This discussion has been locked.
You can no longer post new replies to this discussion. If you have a question you can start a new discussion

Longer pipelines on Cortex R's vs real-time & performance

On Cortex M's , you have 3 stage pipelines, while Cortex R's starting from R4 up you have 8 stage, and R7 even 11.

I don't understand, isn't worse for real-time interrupt response to have longer pipelines? I did read that Cortex-R can interrupt long stores/loads, and jump straight to the vector address & the irq number passed, that is great, but doesn't the pipeline get flushed every hw interrupt or exception/fault, and needs to be re-filled with instructions? So more cycles spent.?  And, it's not that the pipeline get saved for return from interrupts..? 

Parents
  • Cortex-R and cortex-M series is targeted for different requirements and for different applications. Performance Monitor Unit, Yes, No Performance Monitor Unit: This is the module which makes Cortex-R to be used for Real Time Applications. abort mask bit in a register and also because of number of pipeline stages.

    Walgreenslistens

Reply
  • Cortex-R and cortex-M series is targeted for different requirements and for different applications. Performance Monitor Unit, Yes, No Performance Monitor Unit: This is the module which makes Cortex-R to be used for Real Time Applications. abort mask bit in a register and also because of number of pipeline stages.

    Walgreenslistens

Children
  • Cortex-R and cortex-M series is targeted for different requirements and for different applications.

    Nothing new so far.

    Why should the PMU make an Cortex-R a "real-time" CPU? The Cortex-A and even an Intel Xeon have performance units. None of which would one honestly call a real time CPU.

    So why Arm calls it "realtime" is and maybe will be forever a mystery :-)

  • Stumbled upon this post on a TI form:

    TI forum link R4 vs M4

    Quoting interesting part of TI reply :

    " ...

    The M4 uses a simple 32b AHB interface to access peripherals.  A round-trip access is possible in three clock cycles best case (not considering pipelining or device level architecture impact).  

    The R4 uses a more complex 64b AXI interface to access peripherals.  A round-trip access is possible in around seven clock cycles best case.  This interface is more optimized for bursting access, parallel access by multiple bus masters, and for cache operations.  As a result, it can move quite a bit more data than the M4 on average, but it does so by sacrificing some latency in its design."

    Which then I'm back strongly to my question (or almost..) Why is the R4  (or Cortex-R in general) is "Real-Time", when you can get faster reponse from and M4 ??

    Most of where I'm using R4/5 now is not moving any large amounts of data, its all small messages / packets, like CAN, or sensor readings, and the latency I think is much more important than moving more data in burts. 

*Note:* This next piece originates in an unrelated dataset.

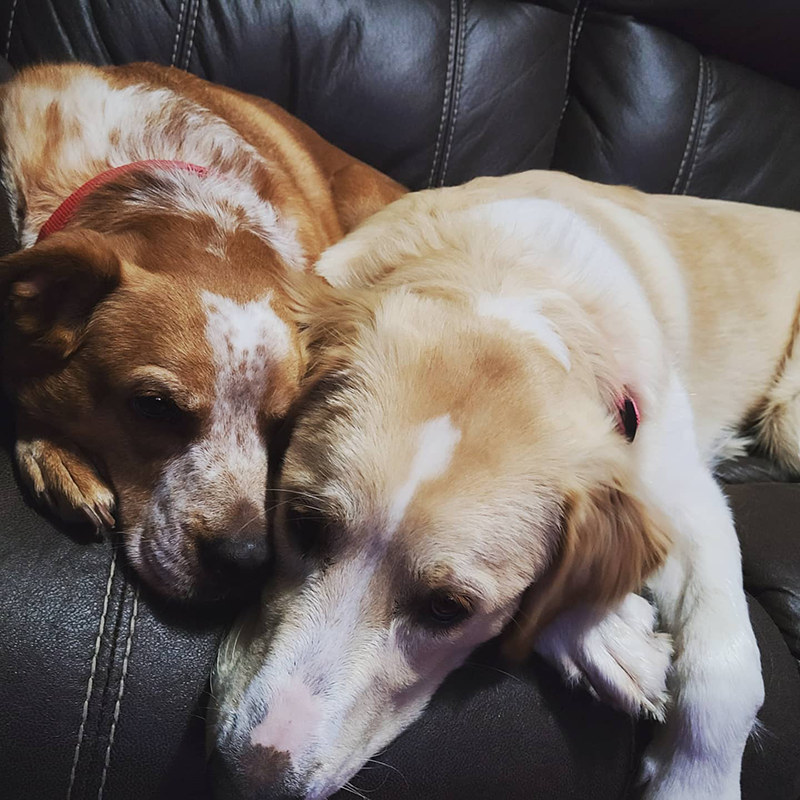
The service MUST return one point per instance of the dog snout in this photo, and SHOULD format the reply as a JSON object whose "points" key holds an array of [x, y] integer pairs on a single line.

  • Which then I'm back strongly to my question (or almost..) Why is the R4  (or Cortex-R in general) is "Real-Time", when you can get faster reponse from and M4 ??

    I have seen one "explanation": The Cortex-R can accept interrupts during multi-cycle instructions (like STM,LDM and maybe xDIV).

    But honestly: I never understood why the Cortex-M concept of automatic saving registers never made it to Cortex-R.

    The term "real time" is something the application defines, never the CPU.

  • I have seen one "explanation": The Cortex-R can accept interrupts during multi-cycle instructions (like STM,LDM and maybe xDIV).

    We have that already above, in my first post /question of the thread.